The terrible attacks in London a few days ago brought back lots of 9/11 memories. Remember when we heard the heartbreaking messages left by victims on answering machines and voice mail? What did these people say over and over? “I love you. I love you so much. Tell the kids I love them. I love you so much.” In the middle of so much pain and suffering – in the worst soil I can imagine – an overflow of love.

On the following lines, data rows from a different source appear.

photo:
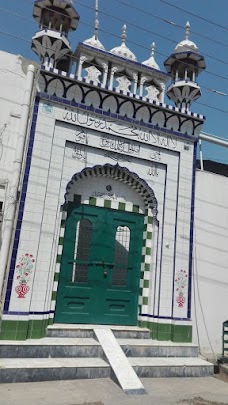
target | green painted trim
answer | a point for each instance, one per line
(58, 258)
(22, 330)
(135, 208)
(147, 267)
(122, 206)
(146, 284)
(54, 295)
(92, 201)
(107, 203)
(181, 333)
(164, 331)
(61, 239)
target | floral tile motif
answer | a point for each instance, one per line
(24, 269)
(181, 282)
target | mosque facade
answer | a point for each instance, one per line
(99, 210)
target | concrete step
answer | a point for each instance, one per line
(152, 367)
(34, 370)
(51, 347)
(155, 348)
(87, 331)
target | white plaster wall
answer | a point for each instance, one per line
(13, 70)
(12, 84)
(210, 260)
(53, 165)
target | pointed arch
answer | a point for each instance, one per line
(122, 174)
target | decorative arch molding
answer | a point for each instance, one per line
(79, 92)
(122, 174)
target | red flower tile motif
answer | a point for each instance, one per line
(181, 282)
(24, 269)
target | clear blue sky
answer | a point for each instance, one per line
(143, 27)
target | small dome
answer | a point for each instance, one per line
(123, 50)
(186, 45)
(151, 62)
(94, 42)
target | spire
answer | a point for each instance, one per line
(124, 34)
(187, 30)
(94, 41)
(123, 50)
(151, 62)
(96, 20)
(153, 46)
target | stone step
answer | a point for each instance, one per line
(155, 348)
(152, 367)
(87, 331)
(34, 370)
(51, 347)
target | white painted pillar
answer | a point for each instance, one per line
(135, 77)
(10, 209)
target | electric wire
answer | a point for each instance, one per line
(206, 105)
(174, 24)
(143, 29)
(195, 15)
(120, 74)
(207, 72)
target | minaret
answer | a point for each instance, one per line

Isn’t this the Kingdom of Heaven that Jesus describes in today’s Gospel? Isn’t this God planting seeds here, there and everywhere? Isn’t this what Paul describes as the “Spirit of God” dwelling in us? Isn’t this the love and joy described by Isaiah – love and joy so powerful that it causes nature itself to burst into praise?

This summer at Christ Hospital I’ve had a fair share of extreme moments. One patient has haunted me. She was in the hospital for about three weeks, and after a short while it became clear that she was dying. I had the privilege of spending a lot of time with her and her family during those last days. One time when we were alone, she looked at me intently, grabbed my hand and said, “I never thought I could love my children so much.” “I never thought I could love my children so much.”

And sure enough, as each of her children and her grandchildren sat by her bedside, she held their hand and said over and over in her slurred and hoarse voice, “I love you.” “I love you.” “I love you so much.” And through tears and smiles they told this dying woman how much they loved her. An abundant, overflowing love.

Isn’t this what Jesus is telling us today about God? Jesus tells us that God is overflowing with love – pouring love out even in the harshest, rockiest, least promising places. Tossing seeds here, there, and everywhere. An abundant, seemingly wasteful, overflowing love.

And today we are challenged to be both the good sower and the good soil. All we need to do is open our hearts – by loving and by being loved. To love extravagantly and abundantly just like God - who creates the galaxies and the marigolds.

Today let us pray that we will open our hearts to love, so that the mountains and hills shall burst into song, and the trees of the field shall clap their hands.